I ended up with a box from an auction and it has  five 5"X 7" and eleven 2 1/4 X 3 1/4  sheet film holders.  I no longer have a 5X7 camera so have no need for these. I do have an antique 2 1/4X 3 1/4 but have nough holders for this to sit on the shelf so don't need these either.
Anybody need them?


----------



## dennybeall (Jan 9, 2019)

Nobody interested? Guess I'll just trash them.


----------



## webestang64 (Jan 9, 2019)

You could donate them. I've seen 4x5 film holders at places like Goodwill or Savers.


----------



## compur (Jan 9, 2019)

I'll take them. PM me with shipping cost to Los Angeles and I'll PayPal it to you.


----------



## IanG (Jan 10, 2019)

dennybeall said:


> Nobody interested? Guess I'll just trash them.



I would have loved to have the 7x5 film holders but I've enough anyway so it would have been Greedy  . . . . . . .   But they are better going to someone in the US like Compur, so  didn't ask .  Ironically they are worth far more here in the UK/Europe compared to the US as we didn't have the format here , we had Half Plate and Whole Plate instead - modern  Half Plate film holders are the same sized outside dimensions as 7x5.  

So we didn't get 7x5 film holders until quite late, on Continetal Europe they used 13x18 cm again same outside dimensions for modern holders.  So they are quite rare as few have been sold new here.
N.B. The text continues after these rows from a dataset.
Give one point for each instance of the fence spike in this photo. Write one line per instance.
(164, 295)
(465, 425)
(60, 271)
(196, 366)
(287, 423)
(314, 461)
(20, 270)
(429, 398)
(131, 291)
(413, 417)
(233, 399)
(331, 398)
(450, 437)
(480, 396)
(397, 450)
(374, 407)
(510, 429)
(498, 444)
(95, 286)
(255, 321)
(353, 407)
I was given a box of APX100 7x5 plates last year and there's no chance of finding a plate holder this side of the Atlantic.

Ian


----------



## vintagesnaps (Jan 10, 2019)

I'll have to go check a camera back... it might take that smaller size. It takes whatever the smallest size film is available in the ULF annual sale by Ilford and I need to double check. (Yeah, the ultra large format sale includes oddities like small size sheet film!)


----------



## vintagesnaps (Jan 10, 2019)

Yep, found the pdf fast, I could use those small 2 1/4 x 3 1/4 size holders.


----------